FORTIER: She started working as an overnight ICU nurse in February right before the pandemic hit. Running between rooms, monitoring complicated medications and breathing equipment left her dripping in sweat and afraid that she would contract the virus. Before each shift, she would sit outside the hospital in her parked car filled with dread.

ROSECRANS: I would pray 'til I cried, begging God please not let me lose a patient tonight. I can't take it. I just need my patients to stay alive tonight.

FORTIER: Calling patients' families was also difficult, especially when she had to explain that there was nothing else the medical team could do to keep their loved one alive.

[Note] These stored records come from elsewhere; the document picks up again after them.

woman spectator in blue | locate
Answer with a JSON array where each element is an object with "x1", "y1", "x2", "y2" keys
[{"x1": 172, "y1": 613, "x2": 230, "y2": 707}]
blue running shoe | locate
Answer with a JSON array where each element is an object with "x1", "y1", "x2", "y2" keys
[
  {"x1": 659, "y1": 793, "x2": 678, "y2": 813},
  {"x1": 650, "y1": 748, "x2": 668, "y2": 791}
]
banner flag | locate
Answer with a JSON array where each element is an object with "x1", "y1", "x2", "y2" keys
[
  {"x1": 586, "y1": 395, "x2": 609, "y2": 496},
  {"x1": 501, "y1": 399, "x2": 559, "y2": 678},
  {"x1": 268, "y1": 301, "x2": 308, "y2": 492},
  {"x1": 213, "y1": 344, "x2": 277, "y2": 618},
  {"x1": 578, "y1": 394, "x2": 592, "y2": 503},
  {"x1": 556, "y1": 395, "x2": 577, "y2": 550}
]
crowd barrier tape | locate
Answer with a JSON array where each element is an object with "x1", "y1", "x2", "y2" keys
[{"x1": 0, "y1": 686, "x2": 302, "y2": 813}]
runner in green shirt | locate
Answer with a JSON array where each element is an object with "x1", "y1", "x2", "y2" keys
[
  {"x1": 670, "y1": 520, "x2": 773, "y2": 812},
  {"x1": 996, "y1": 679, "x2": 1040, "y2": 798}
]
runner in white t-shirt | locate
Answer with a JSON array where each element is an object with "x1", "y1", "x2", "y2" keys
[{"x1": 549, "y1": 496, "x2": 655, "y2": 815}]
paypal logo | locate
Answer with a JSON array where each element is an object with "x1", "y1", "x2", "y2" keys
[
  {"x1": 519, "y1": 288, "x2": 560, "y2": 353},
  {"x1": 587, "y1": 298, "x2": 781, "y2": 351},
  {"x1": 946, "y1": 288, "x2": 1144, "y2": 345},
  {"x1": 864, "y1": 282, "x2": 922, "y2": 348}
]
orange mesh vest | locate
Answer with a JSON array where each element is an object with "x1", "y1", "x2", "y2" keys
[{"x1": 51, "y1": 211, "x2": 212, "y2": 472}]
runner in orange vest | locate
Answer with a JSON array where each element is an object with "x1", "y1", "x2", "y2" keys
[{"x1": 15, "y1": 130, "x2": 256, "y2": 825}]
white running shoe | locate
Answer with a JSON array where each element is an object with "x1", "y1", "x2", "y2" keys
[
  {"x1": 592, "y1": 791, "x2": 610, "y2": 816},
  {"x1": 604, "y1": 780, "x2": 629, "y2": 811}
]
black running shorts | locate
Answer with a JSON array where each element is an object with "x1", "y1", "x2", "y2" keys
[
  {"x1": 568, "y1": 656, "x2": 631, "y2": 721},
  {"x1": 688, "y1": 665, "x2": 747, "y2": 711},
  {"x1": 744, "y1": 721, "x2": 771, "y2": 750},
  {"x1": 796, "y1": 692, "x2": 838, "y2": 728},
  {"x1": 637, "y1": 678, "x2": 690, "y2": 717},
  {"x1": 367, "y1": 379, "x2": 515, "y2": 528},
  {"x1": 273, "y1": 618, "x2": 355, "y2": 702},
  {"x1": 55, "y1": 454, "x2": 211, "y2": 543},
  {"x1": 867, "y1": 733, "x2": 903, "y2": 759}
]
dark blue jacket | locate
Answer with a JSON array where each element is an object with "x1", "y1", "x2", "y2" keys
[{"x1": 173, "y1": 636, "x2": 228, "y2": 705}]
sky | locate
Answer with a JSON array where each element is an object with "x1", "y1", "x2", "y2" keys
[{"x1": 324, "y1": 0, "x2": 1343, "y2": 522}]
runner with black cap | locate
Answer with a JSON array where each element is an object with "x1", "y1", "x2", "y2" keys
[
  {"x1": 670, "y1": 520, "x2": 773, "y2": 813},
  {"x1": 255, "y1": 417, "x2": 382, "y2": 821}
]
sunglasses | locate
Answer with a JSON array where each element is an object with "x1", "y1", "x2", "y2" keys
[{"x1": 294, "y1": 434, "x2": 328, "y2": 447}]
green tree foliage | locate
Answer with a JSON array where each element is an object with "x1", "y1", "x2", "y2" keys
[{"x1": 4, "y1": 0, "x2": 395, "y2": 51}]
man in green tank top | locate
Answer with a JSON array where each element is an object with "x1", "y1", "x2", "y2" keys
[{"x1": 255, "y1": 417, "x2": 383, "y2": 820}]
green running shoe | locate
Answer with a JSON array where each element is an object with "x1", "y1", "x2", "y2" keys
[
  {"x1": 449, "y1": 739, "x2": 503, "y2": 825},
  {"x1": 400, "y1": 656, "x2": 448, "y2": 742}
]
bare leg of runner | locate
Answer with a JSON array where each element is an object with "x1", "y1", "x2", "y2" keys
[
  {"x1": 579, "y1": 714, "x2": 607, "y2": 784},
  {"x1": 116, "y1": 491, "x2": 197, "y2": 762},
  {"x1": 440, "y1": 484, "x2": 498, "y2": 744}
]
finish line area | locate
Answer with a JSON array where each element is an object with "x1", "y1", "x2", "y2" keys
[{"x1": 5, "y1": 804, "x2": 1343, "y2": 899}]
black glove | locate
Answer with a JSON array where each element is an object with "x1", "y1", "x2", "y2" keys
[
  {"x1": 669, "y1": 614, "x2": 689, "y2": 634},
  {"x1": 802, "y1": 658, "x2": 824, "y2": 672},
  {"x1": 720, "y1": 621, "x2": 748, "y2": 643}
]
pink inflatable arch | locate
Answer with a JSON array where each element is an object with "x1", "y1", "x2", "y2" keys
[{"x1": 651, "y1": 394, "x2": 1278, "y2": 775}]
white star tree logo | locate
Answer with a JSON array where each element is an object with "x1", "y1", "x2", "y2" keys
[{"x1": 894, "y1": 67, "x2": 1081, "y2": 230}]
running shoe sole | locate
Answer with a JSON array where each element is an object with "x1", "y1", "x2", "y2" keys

ROSECRANS: We've already done the convalescent plasma. And they've been getting Decadron. And they've been getting remdesivir. They've been getting all the stuff. And it just felt like ticking time bombs. And I didn't want to have to just sit and wait for all these people to pass away.

FORTIER: After more than eight months in the ICU, she quit her job in October. Now Rosecrans works as a surgical nurse for a plastic surgeon in Beverly Hills. But she still gets contacted by staffing agencies asking her to fill in at local ICUs.

ROSECRANS: I don't see what the point of going right back would be because I feel like they're going to be operating in that crisis mode.

FORTIER: Other nurses are quitting those high-pressure jobs. Megan Brunson is a nurse in Dallas and a board member of the American Association of Critical-Care Nurses. Brunson says these nurses sometimes need more support.

MEGAN BRUNSON: When you have whole families coming into an ICU many times, that's morally very distressing. You're taking care of the mom, the dad and the adult children all in the same ICU.

FORTIER: She recommends that hospitals take a page out of the military's playbook and have debriefs where nurses are encouraged to talk about what happened on their shift. It can help with the feelings of isolation. And nurses everywhere are hurting.

BRUNSON: There's not a nurse, no matter what their specialty - ICU or not - who is not having COVID in their face every single day.

FORTIER: For NPR News, I'm Jackie Fortiér in Los Angeles.

(SOUNDBITE OF GUILTY GHOSTS' "INFINITES")

MARTIN: This story comes from NPR's partnership with KPCC and Kaiser Health News.